En cualquier actividad de empresa que se precie solemos aplicar el principio que enunciara Peter Drucker: “Lo que no se mide no existe”, lo que hacemos con el propósito de mejorar los resultados, siendo la medición la base de la gestión. Pero no se trata de medir por medir ni de medir cualquier aspecto; entre los atributos que tienen que cumplir los indicadores se encuentran su relevancia y especificidad, además de la validez, confiabilidad y sensibilidad. Considérese que, según la norma UNE 66.175 (2003), un indicador es un “Dato o conjunto de datos que ayudan a medir objetivamente la evolución de un proceso o de una actividad.”

Para justificar la dificultad de la medición de la comunicación interna suele aducirse que la medición de los intangibles resulta muy difícil -¡cierto!, pero no imposible (véase: Global Reputation Pulse)-, pero lo que suele suceder es que nuestra actividad (hacer comunicación interna) se caracteriza –tanto más cuanto menor es la dimensión de la empresa- o por la ausencia de indicadores fiables y alineados o por la utilización de algunos que no terminan de concordar con un lenguaje de negocio.

Por considerar lo que se instruye en los templos del saber, antes de proseguir echo un vistazo de soslayo a algún manual universitario.

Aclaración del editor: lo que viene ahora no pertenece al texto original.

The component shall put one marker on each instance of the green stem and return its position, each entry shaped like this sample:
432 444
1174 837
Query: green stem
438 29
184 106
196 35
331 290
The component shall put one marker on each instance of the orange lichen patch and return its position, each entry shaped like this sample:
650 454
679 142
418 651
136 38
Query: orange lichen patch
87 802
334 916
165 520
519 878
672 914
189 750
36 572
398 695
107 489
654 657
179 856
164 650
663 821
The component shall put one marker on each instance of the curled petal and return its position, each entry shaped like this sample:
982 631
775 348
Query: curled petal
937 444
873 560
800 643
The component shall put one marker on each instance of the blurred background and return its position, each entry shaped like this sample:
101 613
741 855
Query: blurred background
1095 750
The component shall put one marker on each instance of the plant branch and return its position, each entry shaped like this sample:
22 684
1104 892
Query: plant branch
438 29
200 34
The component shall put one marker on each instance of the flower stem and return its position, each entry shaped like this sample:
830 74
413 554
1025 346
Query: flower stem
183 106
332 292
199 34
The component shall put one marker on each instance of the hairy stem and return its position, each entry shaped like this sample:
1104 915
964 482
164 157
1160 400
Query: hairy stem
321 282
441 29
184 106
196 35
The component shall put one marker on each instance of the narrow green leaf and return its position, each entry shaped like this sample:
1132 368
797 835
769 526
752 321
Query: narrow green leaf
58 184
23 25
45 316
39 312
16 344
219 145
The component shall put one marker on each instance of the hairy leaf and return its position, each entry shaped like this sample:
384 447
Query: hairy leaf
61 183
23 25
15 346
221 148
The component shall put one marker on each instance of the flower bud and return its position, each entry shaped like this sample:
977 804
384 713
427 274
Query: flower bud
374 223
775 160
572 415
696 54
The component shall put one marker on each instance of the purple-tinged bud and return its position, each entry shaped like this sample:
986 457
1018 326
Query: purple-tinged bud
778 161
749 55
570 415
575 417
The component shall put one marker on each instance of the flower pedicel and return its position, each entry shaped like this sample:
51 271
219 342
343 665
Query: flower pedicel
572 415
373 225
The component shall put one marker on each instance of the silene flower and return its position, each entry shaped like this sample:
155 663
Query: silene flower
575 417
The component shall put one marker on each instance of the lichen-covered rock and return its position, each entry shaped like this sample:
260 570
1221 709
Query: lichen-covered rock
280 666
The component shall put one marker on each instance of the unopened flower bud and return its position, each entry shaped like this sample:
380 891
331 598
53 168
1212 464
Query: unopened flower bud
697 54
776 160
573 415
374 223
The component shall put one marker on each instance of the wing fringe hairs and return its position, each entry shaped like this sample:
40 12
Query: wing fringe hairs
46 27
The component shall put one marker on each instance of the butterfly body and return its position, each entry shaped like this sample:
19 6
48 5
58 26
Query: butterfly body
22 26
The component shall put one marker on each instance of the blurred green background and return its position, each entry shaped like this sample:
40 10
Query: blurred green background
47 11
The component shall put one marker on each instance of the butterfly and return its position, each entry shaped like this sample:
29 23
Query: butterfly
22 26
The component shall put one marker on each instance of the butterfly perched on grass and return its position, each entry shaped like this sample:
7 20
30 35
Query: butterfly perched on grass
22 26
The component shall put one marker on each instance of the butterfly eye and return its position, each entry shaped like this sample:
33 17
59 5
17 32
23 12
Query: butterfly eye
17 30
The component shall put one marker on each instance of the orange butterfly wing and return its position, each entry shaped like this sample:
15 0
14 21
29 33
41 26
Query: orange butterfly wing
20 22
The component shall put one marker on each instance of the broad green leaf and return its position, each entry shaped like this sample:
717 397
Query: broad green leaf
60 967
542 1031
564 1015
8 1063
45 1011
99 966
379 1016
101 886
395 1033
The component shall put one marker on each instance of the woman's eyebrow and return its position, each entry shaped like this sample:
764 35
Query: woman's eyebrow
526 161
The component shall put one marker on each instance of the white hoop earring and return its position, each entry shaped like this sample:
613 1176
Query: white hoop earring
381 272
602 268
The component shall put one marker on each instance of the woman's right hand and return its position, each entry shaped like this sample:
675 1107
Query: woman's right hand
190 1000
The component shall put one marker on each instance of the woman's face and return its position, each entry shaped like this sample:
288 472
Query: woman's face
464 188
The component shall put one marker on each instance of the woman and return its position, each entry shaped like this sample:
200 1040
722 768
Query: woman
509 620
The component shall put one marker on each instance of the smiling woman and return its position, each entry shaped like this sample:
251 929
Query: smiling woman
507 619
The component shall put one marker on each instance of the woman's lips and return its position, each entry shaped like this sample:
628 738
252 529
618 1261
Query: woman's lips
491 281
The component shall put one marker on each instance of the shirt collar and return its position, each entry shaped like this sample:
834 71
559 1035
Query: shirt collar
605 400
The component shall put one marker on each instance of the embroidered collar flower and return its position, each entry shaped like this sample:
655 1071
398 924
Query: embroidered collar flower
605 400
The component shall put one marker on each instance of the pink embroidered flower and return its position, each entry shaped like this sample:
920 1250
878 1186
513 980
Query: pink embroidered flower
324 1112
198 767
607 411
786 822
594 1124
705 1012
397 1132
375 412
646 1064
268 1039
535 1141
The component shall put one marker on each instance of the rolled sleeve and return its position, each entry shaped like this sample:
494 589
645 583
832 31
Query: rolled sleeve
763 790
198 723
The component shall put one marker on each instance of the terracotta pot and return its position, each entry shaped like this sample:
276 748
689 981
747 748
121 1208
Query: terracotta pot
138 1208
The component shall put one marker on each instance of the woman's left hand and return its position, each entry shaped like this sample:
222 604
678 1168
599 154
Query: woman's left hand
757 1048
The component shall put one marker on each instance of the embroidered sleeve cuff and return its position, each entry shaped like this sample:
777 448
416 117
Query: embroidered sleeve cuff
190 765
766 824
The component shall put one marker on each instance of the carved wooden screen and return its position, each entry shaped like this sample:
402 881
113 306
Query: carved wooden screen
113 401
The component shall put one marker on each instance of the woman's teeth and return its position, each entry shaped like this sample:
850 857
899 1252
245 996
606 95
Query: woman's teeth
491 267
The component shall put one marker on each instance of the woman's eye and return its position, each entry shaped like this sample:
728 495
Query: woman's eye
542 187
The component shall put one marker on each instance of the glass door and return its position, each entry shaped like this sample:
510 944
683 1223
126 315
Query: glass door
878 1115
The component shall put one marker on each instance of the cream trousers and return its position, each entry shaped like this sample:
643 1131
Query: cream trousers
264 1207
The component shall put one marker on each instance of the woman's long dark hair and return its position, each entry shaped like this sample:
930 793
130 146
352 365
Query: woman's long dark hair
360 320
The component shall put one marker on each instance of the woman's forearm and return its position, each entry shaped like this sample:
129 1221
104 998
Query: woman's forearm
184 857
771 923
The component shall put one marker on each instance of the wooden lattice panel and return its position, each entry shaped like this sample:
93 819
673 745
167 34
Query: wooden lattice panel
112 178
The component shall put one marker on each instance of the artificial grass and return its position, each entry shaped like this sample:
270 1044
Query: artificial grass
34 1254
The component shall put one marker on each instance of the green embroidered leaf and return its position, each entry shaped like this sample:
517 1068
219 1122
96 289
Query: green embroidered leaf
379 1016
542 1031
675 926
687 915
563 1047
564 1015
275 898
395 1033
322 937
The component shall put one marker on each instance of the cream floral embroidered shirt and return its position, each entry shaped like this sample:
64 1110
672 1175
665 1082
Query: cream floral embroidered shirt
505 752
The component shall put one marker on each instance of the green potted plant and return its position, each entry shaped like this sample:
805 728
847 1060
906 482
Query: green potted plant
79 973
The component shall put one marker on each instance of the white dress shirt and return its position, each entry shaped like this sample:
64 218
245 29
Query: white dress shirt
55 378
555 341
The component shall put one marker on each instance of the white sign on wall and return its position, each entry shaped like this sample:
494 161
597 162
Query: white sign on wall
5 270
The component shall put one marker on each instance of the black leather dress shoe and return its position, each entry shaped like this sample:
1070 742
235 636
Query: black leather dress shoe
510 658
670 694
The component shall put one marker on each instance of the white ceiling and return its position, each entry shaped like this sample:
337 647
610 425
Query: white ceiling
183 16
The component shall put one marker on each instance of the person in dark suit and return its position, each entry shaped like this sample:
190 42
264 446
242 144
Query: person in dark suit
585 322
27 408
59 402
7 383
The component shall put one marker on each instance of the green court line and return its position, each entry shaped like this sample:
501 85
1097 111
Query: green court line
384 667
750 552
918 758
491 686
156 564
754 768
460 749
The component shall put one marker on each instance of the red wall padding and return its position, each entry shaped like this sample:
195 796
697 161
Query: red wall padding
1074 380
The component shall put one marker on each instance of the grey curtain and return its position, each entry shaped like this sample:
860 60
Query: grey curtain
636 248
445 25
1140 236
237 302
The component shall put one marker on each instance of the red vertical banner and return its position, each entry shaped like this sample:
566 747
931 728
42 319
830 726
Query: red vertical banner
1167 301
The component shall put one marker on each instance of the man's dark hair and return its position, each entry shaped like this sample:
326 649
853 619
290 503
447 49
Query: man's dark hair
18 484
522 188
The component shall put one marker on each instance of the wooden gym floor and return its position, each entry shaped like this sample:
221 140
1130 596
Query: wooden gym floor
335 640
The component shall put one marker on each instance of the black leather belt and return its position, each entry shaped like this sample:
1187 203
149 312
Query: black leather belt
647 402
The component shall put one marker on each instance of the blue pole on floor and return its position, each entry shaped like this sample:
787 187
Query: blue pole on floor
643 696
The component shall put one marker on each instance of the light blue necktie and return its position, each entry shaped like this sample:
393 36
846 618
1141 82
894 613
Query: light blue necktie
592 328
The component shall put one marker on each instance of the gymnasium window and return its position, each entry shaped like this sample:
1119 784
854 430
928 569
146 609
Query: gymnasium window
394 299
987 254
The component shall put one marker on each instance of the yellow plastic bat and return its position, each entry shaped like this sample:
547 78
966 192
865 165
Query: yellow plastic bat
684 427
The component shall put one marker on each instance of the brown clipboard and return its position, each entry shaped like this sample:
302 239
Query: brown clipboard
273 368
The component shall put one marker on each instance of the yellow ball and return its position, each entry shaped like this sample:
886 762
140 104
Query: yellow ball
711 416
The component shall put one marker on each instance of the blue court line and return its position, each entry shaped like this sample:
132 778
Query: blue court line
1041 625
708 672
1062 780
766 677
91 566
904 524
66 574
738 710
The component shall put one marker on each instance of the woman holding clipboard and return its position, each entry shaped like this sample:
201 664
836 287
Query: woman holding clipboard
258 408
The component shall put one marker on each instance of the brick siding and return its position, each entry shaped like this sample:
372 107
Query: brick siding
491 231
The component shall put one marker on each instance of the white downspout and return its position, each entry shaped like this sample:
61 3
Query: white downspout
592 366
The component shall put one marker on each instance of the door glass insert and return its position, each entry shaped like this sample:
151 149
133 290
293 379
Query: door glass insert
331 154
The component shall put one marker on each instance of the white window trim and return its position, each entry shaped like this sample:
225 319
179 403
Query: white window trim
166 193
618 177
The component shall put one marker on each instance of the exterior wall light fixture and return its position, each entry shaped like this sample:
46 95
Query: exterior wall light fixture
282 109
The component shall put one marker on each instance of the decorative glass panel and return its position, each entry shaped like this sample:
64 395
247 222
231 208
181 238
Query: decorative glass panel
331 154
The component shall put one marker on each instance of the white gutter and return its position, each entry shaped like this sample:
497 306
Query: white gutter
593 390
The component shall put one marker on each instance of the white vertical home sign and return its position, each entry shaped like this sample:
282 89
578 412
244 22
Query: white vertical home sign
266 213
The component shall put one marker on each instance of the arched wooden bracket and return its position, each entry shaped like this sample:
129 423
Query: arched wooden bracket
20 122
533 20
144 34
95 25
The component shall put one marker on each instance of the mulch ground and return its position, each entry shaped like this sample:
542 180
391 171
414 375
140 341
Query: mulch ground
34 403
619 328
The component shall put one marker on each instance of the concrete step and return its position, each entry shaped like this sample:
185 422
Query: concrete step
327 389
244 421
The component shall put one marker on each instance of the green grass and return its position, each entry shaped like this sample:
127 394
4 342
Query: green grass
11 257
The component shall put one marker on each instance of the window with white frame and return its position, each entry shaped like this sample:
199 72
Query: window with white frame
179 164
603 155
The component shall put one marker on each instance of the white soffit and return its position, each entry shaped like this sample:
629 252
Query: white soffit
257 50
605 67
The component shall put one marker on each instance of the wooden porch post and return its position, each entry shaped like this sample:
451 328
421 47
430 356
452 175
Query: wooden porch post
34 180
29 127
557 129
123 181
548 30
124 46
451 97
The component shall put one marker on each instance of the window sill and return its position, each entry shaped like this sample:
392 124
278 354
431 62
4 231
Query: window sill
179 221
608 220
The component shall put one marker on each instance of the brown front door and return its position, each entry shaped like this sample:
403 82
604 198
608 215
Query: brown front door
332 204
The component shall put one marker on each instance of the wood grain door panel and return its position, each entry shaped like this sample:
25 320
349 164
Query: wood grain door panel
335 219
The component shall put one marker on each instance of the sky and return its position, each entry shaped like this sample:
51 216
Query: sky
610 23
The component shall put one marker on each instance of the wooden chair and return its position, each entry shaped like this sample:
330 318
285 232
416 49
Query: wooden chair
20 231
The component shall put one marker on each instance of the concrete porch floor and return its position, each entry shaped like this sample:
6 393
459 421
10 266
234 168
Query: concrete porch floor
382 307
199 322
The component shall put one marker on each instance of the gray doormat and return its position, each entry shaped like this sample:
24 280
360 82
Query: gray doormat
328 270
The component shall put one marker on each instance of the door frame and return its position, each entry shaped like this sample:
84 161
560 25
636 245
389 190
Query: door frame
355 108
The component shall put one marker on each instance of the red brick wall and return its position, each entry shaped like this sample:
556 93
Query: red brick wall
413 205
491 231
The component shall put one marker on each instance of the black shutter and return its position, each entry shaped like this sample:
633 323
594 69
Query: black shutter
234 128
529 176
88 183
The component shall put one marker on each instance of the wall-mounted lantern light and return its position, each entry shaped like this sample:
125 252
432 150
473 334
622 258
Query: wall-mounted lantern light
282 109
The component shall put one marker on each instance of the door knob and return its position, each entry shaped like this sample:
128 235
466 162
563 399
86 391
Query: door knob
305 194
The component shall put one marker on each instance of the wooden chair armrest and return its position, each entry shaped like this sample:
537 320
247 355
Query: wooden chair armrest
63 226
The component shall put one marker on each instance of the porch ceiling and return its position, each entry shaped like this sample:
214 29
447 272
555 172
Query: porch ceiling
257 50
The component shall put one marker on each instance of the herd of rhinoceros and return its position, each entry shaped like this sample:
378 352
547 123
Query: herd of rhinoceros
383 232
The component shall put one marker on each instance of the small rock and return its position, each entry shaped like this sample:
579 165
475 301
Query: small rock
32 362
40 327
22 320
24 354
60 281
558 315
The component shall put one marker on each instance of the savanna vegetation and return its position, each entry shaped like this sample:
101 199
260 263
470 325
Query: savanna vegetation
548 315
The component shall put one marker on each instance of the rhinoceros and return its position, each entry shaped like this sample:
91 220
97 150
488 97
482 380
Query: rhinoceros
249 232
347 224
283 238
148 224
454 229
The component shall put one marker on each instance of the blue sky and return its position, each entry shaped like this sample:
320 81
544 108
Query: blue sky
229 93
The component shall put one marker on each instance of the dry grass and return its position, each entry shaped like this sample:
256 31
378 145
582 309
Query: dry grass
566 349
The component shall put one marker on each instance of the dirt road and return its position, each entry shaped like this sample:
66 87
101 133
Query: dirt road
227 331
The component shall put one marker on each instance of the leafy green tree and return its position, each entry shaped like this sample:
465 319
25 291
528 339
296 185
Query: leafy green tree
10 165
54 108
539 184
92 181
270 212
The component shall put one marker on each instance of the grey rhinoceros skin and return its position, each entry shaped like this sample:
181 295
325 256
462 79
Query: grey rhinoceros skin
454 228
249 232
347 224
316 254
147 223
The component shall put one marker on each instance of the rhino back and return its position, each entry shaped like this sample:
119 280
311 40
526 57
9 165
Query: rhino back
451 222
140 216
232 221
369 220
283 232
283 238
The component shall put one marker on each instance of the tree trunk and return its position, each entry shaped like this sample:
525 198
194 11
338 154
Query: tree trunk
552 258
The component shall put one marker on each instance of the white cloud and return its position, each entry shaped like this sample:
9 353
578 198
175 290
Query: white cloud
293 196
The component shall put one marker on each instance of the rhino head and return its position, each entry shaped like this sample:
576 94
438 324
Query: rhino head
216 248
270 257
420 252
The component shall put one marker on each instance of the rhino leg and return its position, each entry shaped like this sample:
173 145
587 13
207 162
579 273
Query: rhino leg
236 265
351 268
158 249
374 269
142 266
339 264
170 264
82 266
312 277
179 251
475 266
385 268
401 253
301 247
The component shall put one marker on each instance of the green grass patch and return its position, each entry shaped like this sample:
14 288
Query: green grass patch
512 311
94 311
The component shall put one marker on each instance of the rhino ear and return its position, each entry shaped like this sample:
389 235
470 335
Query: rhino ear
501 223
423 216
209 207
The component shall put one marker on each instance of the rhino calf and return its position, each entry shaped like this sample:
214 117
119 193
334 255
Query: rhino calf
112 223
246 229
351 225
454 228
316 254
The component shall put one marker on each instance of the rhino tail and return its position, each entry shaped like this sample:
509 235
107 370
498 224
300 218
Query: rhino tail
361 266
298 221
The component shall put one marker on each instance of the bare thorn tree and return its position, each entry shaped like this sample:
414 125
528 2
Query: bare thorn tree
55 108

Me encuentro con indicadores de la siguiente guisa, que ustedes me podrán dar pistas sobre su utilidad:

“¿Qué porcentaje de la plantilla se identifica con el (los) mensaje(s) clave(s) de la Política de CI de la organización?”…

“¿Cuántas fases de la planificación estratégica en CI se han ejecutado hasta el momento y su nivel de cumplimiento?”…

“¿Cuáles prácticas de estímulo –si las hubiere- cuenta la organización para promover la CI?”…

“¿Cuántas personas de la organización están dedicadas a tareas de la función de CI?”…

“¿Cuántos canales/herramientas de CI existen en la organización?”…

“¿En cuantas fases se elabora la revista interna de la organización?”…

“¿Cuantas campañas internas tuvieron lugar en el anterior ejercicio?”…

¿Cuál fue su efectividad?”…

En el “I Estudio de Comunicación Interna en las Administraciones Públicas Españolas”, realizado en 2001, un 30% de las organizaciones estudiadas admitió que no se realiza investigación alguna para conocer el impacto de la CI en la organización.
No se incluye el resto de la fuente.